Freeways have failed to solve traffic congestion, but transport planners globally are hesitant to remove or rethink them, according to University of Queensland research.

UQ PhD candidate Fahimeh Khalaj said freeways and highways were not a magic wand for solving transport congestion and global cities - from Seoul to Madrid – were revitalising and meeting sustainability goals through urban freeway removal.

“The transport planners’ mantra of ‘build more highways’ has failed miserably,” Ms Khalaj said.

“Freeways are an environmental disaster, expensive to maintain, divide cities and neighbourhoods, and drastically incentivise car ownership rather than fostering community-based transport.”

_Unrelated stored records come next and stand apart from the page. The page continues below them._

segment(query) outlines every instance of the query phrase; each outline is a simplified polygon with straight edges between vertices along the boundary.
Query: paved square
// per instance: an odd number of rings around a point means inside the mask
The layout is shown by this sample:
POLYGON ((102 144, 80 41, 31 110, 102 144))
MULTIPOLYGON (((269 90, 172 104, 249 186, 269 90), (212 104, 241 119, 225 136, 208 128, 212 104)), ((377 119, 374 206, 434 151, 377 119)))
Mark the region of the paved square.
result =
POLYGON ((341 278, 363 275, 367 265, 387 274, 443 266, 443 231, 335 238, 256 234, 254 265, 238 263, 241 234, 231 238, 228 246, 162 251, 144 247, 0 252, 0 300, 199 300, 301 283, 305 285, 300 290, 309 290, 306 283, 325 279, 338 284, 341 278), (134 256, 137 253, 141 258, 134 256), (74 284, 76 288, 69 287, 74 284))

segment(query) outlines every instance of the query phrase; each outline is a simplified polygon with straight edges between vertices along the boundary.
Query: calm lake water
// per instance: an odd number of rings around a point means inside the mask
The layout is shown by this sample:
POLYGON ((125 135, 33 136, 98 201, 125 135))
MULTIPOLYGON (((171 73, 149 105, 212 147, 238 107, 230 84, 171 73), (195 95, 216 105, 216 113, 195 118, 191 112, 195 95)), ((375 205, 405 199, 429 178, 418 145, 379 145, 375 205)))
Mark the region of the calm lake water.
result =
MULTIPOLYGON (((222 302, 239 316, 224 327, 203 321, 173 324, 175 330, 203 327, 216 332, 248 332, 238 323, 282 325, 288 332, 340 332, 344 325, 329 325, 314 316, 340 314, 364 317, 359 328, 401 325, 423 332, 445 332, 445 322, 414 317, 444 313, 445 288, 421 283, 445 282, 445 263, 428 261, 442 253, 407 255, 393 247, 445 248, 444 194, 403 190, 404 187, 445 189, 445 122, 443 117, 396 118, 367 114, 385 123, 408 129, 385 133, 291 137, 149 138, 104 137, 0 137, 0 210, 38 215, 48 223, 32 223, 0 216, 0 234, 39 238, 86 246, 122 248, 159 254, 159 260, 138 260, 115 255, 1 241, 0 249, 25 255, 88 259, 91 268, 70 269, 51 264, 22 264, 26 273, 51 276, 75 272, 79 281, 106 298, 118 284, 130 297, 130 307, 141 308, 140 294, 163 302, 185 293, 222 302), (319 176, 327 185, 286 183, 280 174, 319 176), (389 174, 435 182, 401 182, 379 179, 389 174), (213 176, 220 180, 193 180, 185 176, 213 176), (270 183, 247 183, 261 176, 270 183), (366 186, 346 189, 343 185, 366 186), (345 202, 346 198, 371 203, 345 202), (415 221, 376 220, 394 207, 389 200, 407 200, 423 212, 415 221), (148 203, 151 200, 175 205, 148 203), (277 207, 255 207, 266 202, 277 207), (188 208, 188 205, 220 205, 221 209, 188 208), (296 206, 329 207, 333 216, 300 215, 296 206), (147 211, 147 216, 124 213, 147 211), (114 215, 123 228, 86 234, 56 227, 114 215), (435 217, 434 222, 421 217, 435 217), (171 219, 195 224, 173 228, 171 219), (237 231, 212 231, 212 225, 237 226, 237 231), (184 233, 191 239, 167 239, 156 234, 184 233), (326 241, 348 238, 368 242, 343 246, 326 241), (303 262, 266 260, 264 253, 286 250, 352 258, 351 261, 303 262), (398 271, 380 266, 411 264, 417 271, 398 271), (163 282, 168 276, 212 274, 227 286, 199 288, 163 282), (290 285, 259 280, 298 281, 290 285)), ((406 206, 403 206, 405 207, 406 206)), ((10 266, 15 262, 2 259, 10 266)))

The team reviewed 45 studies, finding highways were often removed due to financial concerns about repair costs, but were often replaced with other car-based infrastructure accompanied by active transport space.

Ms Khalaj said the results suggested that the mentality of urban planners had not radically shifted.

“While many cities are indeed creating human-scale and active transport spaces, these spaces coexist alongside highways,” she said.

UQ’s Dr Dorina Pojani said there were startling differences between planning trends internationally.

“American cities, once the pioneers of highway construction, are lagging behind cities in Europe and Asia in moving away from car dependency,” Dr Pojani said.

“Unfortunately, no Australian case studies were available, but we hope that Australian cities choose to follow in the footsteps of our European and Asian peers.”

Dr Pojani said quite a few cities were now removing their highways, replacing freed up space with regular streets and boulevards.

“And, outside of the US, motivations for removing highways have been often explicitly associated with urban beautification and placemaking.

“Millennials and Generation Z also seem to prefer vibrant, walkable urban places to suburban monotony and car dependency, and these new generations could pressure political leaders to accelerate the pace of highway removal.

“In the face of the unfolding climate breakdown, this might happen radically sooner than many expect.

“So let’s step up – let’s clear our skylines of overpowering highways and engage in human-scale urban revitalisation.”

The research is published in Transport Reviews (DOI: 10.1080/01441647.2020.1743919).